Kami terengah-engah ketika akhirnya tiba di tutor room. Narendra yang paling bernyali di antara kami semua diputuskan secara aklamasi untuk mendahului masuk. Ia menggeser pintu kaca tutor room lalu langsung mengutarakan alasan. Syukurnya, kami semua dipersilakan untuk mengikuti pelajaran meski sudah terlambat lima belas menit.
“Kertasnya sudah dibagi-bagi kan?” tanya Miss Nadira—tutor Speaking kami.
“Iya udah, mam,” sahut Malikha.
“Yang baru datang, tanya temennya ya disuruh ngerjain apa.”

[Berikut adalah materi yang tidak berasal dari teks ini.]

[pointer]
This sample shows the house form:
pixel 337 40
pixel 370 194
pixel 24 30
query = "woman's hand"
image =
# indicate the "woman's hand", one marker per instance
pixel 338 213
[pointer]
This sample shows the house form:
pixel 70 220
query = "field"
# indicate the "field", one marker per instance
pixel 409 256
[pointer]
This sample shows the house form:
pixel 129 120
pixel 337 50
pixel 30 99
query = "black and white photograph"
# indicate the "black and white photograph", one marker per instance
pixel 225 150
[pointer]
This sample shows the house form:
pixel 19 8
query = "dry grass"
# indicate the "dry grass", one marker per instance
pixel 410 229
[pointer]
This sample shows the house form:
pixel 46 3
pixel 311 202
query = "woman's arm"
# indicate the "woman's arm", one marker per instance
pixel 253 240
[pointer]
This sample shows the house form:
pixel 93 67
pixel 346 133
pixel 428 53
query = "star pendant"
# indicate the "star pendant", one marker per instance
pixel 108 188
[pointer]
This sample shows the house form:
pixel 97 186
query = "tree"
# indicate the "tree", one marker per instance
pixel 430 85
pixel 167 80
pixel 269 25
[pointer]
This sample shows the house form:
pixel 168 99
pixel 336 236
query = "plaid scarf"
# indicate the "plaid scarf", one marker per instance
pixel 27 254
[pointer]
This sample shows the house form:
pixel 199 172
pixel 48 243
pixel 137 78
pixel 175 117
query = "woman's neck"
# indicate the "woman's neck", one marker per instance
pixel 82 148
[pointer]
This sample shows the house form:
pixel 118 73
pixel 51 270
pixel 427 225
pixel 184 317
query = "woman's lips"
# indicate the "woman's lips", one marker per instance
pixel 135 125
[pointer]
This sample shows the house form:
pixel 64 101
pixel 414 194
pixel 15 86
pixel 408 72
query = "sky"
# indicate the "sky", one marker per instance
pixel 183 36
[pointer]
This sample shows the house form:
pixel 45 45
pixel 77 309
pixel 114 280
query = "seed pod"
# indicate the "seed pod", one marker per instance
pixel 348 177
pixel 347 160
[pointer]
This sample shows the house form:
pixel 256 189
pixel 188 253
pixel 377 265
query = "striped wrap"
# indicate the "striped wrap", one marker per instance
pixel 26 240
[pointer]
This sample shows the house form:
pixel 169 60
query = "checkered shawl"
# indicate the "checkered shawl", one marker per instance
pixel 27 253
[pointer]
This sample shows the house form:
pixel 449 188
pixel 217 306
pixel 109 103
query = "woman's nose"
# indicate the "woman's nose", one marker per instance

Aku bertanya pada Zahro yang duduk di sebelahku. Ia menjelaskan bahwa kami diminta untuk menulis satu kata atau frasa berbahasa Inggris di atas kertas yang telah dibagikan. Sepuluh menit sebelum kelas Speaking berakhir, dua orang di antara kami akan dipanggil secara acak untuk mengambil salah satu kertas tersebut dan kemudian membuat kalimat singkat dari kata yang kami dapat. Tidak cukup sampai di situ, kami juga harus memberikan penjelasan yang lebih rinci mengenai kalimat yang kami buat, namun untuk bagian ini kami diperbolehkan untuk mengutarakannya dalam bahasa Indonesia. Kegiatan ini akan berlangsung setiap hari sampai semua siswa ‘King Class’ sudah mendapatkan giliran.
Aku menggoyang-goyangkan pulpen di ujung jari, mencari ilham. Di sebelah kiriku, Iqbal tampak menulis dengan lancar. Tak sampai lima detik kemudian, ia sudah berdiri dan mengumpulkan carikan kertasnya ke dalam vas kaca di depan kelas.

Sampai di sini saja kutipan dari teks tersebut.